In Indonesia, police say another four people have been arrested, while four officials are understood to have been detained.
East Java Police Commissary Yayuk Kusmintarti said she had no information about the detention of the officials or their ranks, but did confirm that another forger had been arrested in Jakarta. That signalled the fraud ring was more sophisticated and connected than first believed.
She confirmed that a husband and wife who owned the Bukit Sion travel agency in Surabaya, Indonesia's second-largest city, had made brief appearances in a local court charged with document forgery.
No names have been released but it is understood the wife, Erni Pailina Tuerah, 37, ran the business, while the husband is a lecturer at a university in Manado in the north of Sulawesi Island. The travel agency office manager has also been arrested.
Scammers had taken the passports of Indonesians with legitimate visitor permits for New Zealand, and swapped their passport photos with those of illegal migrants.
New Zealand border control staff did not detect the forged passports.
Other countries targeted in the scam included Australia, Canada and the United States.
It is understood that at least four Indonesian immigration officials have been detained on suspicion of involvement: the first major bust involving information sharing between Indonesian and New Zealand authorities under a new memorandum of understanding.

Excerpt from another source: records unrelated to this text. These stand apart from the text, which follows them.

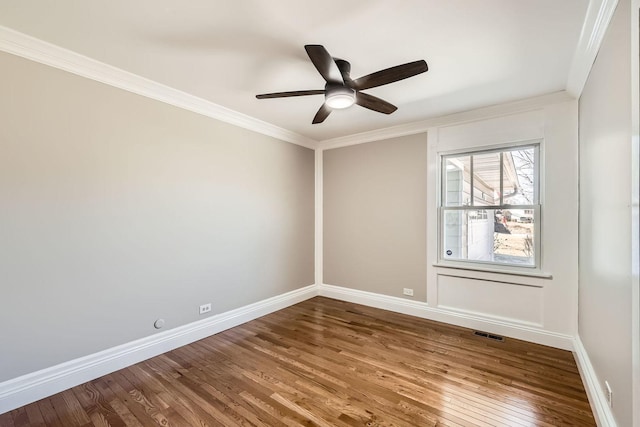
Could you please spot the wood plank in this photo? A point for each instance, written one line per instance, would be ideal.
(331, 363)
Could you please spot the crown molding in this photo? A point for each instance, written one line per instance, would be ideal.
(37, 50)
(456, 118)
(596, 22)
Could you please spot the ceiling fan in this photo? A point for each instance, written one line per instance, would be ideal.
(341, 91)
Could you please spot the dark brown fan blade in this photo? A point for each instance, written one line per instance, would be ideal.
(322, 114)
(390, 75)
(373, 103)
(324, 63)
(287, 94)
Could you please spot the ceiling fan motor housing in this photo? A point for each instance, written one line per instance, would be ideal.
(339, 96)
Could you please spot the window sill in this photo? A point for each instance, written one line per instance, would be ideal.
(533, 273)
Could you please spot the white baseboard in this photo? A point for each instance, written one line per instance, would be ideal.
(467, 320)
(46, 382)
(595, 393)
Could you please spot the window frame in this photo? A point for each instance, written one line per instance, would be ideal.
(537, 206)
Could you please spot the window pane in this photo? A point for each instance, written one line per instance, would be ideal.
(456, 181)
(488, 235)
(486, 179)
(519, 177)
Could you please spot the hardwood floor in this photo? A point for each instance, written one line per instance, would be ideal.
(329, 363)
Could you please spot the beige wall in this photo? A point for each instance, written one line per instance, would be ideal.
(605, 214)
(117, 210)
(374, 216)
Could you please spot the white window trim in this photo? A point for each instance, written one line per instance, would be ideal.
(535, 270)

New Zealand's Department of Labour and police are coy in providing concrete information, saying the matter remains an internal Indonesian affair; a stance likely to be received more favourably in a nation where many accuse Western nations of meddling.

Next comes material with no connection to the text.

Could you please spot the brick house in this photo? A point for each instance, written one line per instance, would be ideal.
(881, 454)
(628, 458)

Department of Labour deputy secretary Mary Anne Thompson said investigations were continuing and more charges could be laid.
People who obtained their New Zealand visas legitimately became victims of a scam that involved doctoring the photos on their passports, which were then used to enter New Zealand. "Other arrests in Indonesia in relation to the investigation are being handled by Indonesian authorities," she said.
The New Zealand police counsellor in Indonesia, Athol Soper, said it was inappropriate to comment on the ongoing, complicated matter. "We have been working with Indonesian police to get a satisfactory outcome and I am not able to comment on immigration officials being involved because it is a complex matter."
The woman and three men who were sentenced in Napier to 13 months' jail had paid up to NZ$8000 for each passport, a massive sum for many Indonesians. They will be deported when their sentences expire.
The sentencing noted that with concerns about terrorism, it was a bad time to be involved in such a fraud, although there was no suggestion they had entered New Zealand for any other reason than to work.